Vol. 38 No. 2 (2018): Virtue Ethics
Articles

A Plague on both your Houses: Virtue Theory after Situationism and Repligate

Mark Alfano
Associate Professor, Delft University of Philosophy Professor, Australian Catholic University

Published 2018-12-18

Keywords

  • virtue,
  • situationism,
  • replication,
  • reproducibility

How to Cite

A Plague on both your Houses: Virtue Theory after Situationism and Repligate. (2018). Teoria. Rivista Di Filosofia, 38(2), 115-122. https://doi.org/10.4454/teoria.v38i2.49

Abstract

Virtues are dispositions that make their bearers admirable. Dispositions can be studied scientifically by systematically varying whether their alleged bearers are in (or take themselves to be in) the dispositions’ eliciting conditions. In recent decades, empirically-minded philosophers looked to social and personality psychology to study the extent to which ordinary humans embody dispositions traditionally considered admirable in the Aristotelian tradition. This led some to conclude that virtues are not attainable ideals, and that we should focus our ethical reflection and efforts more on jerry-rigging our environments than on improving our characters. Most virtue ethicists resisted this reorientation.

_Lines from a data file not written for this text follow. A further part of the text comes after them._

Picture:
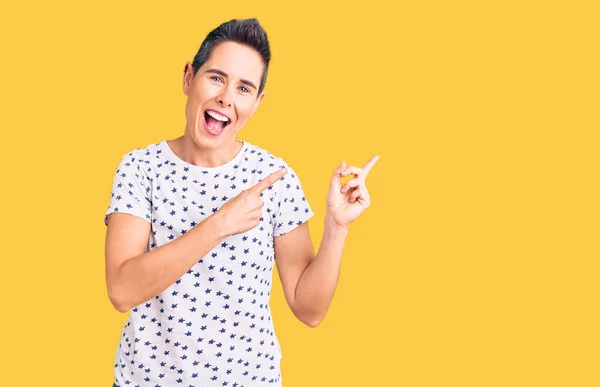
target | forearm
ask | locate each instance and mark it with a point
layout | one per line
(141, 278)
(317, 284)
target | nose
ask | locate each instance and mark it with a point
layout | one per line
(224, 99)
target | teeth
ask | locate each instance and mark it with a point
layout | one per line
(217, 116)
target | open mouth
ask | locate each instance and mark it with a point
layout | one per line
(215, 122)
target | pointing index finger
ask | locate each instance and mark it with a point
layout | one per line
(269, 180)
(370, 164)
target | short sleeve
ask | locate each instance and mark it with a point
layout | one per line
(292, 207)
(130, 190)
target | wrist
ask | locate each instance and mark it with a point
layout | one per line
(332, 226)
(218, 224)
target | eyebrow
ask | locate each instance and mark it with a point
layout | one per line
(222, 73)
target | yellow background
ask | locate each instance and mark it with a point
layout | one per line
(477, 264)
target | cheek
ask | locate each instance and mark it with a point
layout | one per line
(244, 109)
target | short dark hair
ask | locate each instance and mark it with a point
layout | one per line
(246, 31)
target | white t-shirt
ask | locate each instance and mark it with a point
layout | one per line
(213, 326)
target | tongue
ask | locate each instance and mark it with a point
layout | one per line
(214, 124)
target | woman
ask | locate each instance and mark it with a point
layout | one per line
(195, 225)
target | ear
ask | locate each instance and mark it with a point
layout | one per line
(188, 76)
(257, 102)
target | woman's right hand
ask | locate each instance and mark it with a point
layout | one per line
(243, 212)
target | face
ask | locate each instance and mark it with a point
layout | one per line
(223, 94)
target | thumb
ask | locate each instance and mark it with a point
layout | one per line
(336, 179)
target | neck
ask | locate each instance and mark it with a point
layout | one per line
(189, 151)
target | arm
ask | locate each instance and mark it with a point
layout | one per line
(134, 276)
(309, 281)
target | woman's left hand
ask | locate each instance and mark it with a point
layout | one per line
(346, 202)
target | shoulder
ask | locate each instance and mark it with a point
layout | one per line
(267, 160)
(143, 158)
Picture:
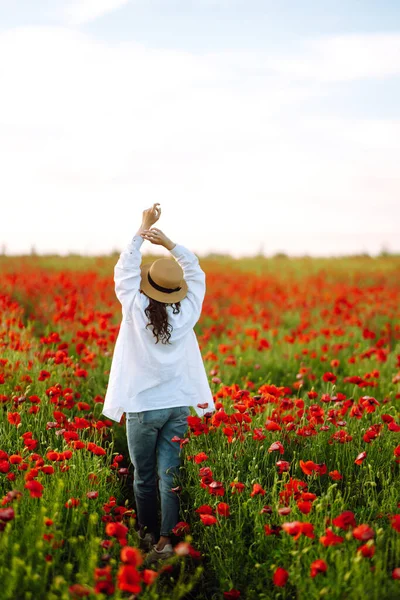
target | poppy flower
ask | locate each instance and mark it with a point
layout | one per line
(363, 533)
(205, 509)
(345, 520)
(280, 577)
(208, 519)
(149, 576)
(360, 458)
(200, 457)
(231, 594)
(223, 509)
(257, 489)
(366, 550)
(318, 566)
(129, 579)
(330, 538)
(276, 446)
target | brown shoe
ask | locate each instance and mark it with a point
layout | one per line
(155, 556)
(147, 542)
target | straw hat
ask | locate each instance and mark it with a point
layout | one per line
(163, 280)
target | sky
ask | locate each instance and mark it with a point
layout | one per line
(259, 126)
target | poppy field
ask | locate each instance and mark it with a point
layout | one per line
(290, 489)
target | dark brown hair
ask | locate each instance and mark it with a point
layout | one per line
(157, 314)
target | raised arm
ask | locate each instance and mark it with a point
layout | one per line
(194, 277)
(192, 273)
(127, 274)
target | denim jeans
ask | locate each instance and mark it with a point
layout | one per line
(149, 435)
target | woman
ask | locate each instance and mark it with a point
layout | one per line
(157, 373)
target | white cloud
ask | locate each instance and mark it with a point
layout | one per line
(344, 58)
(77, 12)
(92, 133)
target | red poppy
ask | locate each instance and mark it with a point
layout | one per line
(318, 566)
(360, 458)
(129, 579)
(223, 509)
(208, 519)
(257, 489)
(363, 533)
(280, 577)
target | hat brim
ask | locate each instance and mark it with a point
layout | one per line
(148, 289)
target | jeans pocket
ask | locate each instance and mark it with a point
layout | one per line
(131, 416)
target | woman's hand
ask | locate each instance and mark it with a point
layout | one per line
(156, 236)
(151, 216)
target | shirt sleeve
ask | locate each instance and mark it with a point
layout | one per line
(195, 279)
(127, 274)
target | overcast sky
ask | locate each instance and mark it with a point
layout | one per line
(257, 124)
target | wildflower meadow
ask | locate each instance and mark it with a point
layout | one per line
(289, 490)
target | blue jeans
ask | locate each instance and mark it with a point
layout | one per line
(149, 435)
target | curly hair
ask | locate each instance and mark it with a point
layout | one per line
(156, 312)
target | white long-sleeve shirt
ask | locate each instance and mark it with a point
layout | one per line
(145, 375)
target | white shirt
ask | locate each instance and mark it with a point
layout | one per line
(145, 375)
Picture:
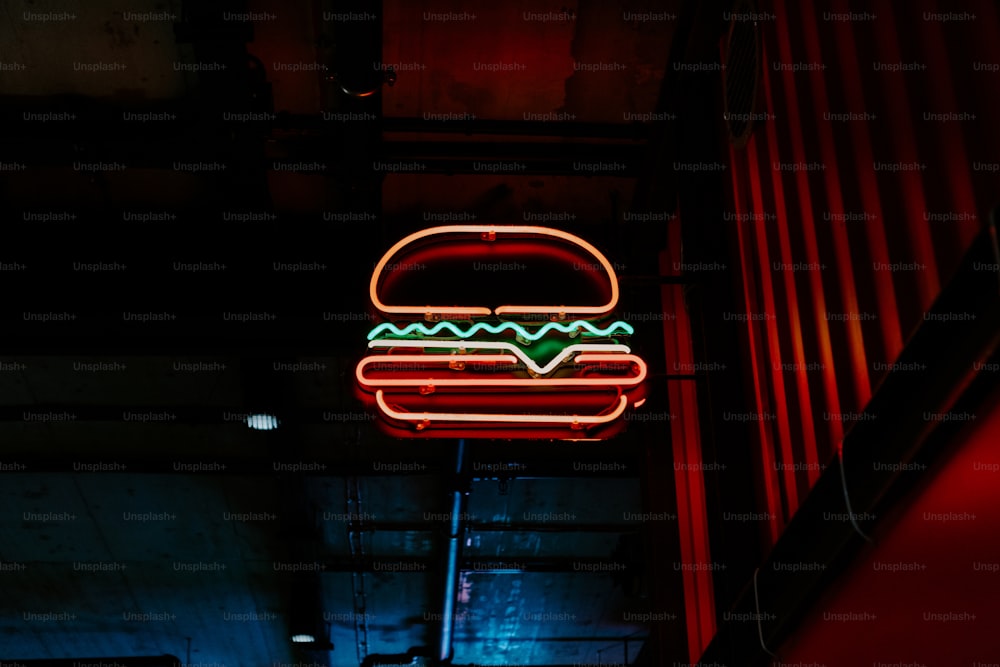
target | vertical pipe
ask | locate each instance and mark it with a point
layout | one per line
(454, 547)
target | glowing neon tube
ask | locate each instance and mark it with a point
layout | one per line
(606, 383)
(387, 328)
(502, 345)
(489, 233)
(428, 418)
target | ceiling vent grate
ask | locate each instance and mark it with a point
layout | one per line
(741, 77)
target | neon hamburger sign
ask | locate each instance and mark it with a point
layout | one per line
(493, 331)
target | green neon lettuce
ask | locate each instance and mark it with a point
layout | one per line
(419, 328)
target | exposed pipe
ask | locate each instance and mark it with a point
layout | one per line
(456, 526)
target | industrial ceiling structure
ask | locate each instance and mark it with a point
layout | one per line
(219, 205)
(194, 196)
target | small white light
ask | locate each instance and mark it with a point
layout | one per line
(262, 423)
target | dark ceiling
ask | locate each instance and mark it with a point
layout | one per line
(140, 515)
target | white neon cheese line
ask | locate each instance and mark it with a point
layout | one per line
(502, 345)
(504, 382)
(491, 232)
(501, 418)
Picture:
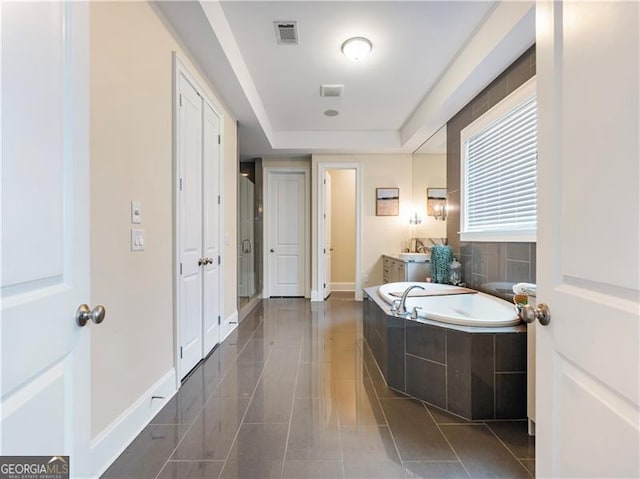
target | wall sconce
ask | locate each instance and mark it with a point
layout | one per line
(415, 219)
(437, 203)
(440, 211)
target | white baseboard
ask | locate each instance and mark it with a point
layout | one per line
(343, 286)
(228, 325)
(110, 443)
(316, 295)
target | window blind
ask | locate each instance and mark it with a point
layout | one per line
(500, 168)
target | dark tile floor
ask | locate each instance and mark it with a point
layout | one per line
(294, 393)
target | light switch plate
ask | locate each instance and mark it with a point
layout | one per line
(137, 240)
(136, 213)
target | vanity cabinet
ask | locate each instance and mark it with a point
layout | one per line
(395, 270)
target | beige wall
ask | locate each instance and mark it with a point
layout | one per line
(131, 159)
(380, 234)
(429, 171)
(343, 226)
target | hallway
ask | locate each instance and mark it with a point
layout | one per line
(294, 393)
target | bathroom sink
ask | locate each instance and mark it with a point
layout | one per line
(414, 256)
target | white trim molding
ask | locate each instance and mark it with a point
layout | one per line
(114, 439)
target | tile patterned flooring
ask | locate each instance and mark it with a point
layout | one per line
(294, 393)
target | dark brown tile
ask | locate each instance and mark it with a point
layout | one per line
(415, 432)
(459, 373)
(426, 380)
(482, 377)
(313, 470)
(517, 271)
(155, 444)
(314, 433)
(258, 452)
(530, 464)
(426, 341)
(482, 454)
(369, 453)
(511, 396)
(434, 470)
(357, 403)
(191, 470)
(271, 402)
(511, 352)
(213, 432)
(518, 251)
(443, 417)
(515, 436)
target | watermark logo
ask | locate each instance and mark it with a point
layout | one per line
(34, 467)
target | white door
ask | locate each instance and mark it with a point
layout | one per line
(587, 357)
(45, 231)
(327, 235)
(287, 216)
(190, 144)
(246, 277)
(211, 230)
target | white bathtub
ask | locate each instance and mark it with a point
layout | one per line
(477, 309)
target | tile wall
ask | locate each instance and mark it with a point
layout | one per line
(485, 265)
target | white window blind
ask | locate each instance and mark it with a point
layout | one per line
(500, 164)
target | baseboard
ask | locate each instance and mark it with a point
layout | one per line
(113, 440)
(316, 296)
(228, 325)
(343, 286)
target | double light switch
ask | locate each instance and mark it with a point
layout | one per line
(137, 235)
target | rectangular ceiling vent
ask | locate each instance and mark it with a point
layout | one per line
(286, 33)
(331, 90)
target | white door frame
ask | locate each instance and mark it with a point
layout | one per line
(323, 167)
(268, 208)
(180, 68)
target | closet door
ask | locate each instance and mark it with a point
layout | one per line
(211, 229)
(190, 144)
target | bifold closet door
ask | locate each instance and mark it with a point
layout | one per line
(211, 227)
(190, 147)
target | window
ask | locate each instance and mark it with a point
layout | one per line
(499, 164)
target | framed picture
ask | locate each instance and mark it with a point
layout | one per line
(387, 201)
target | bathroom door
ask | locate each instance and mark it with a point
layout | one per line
(327, 234)
(286, 220)
(45, 355)
(588, 241)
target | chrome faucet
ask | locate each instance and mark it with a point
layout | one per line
(402, 308)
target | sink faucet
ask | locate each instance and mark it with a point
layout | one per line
(402, 308)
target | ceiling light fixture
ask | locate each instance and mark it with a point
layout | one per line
(356, 48)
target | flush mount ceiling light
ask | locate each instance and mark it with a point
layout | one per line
(356, 48)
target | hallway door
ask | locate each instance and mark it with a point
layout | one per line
(211, 229)
(198, 222)
(189, 138)
(327, 249)
(587, 401)
(46, 405)
(286, 225)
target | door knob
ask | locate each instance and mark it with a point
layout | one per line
(529, 314)
(83, 314)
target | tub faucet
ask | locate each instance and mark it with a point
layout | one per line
(402, 308)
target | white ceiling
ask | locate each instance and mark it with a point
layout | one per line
(429, 59)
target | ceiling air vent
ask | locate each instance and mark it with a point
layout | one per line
(286, 33)
(331, 90)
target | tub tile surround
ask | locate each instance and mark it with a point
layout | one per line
(485, 264)
(475, 375)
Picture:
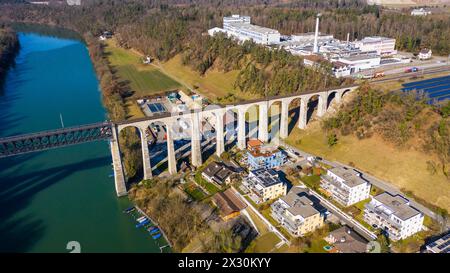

However, much of the scientific evidence on which the controversy was based has failed to replicate, raising the question of how much faith we should place in methodologically suspect studies. In this paper, I assess the state of the debate and recommend best practices for a renewed interdisciplinary investigation of virtues and vices in which philosophical expertise related to conceptualization and theorizing is essentially intertwined with scientific expertise related to operationalization, measurement, and statistics.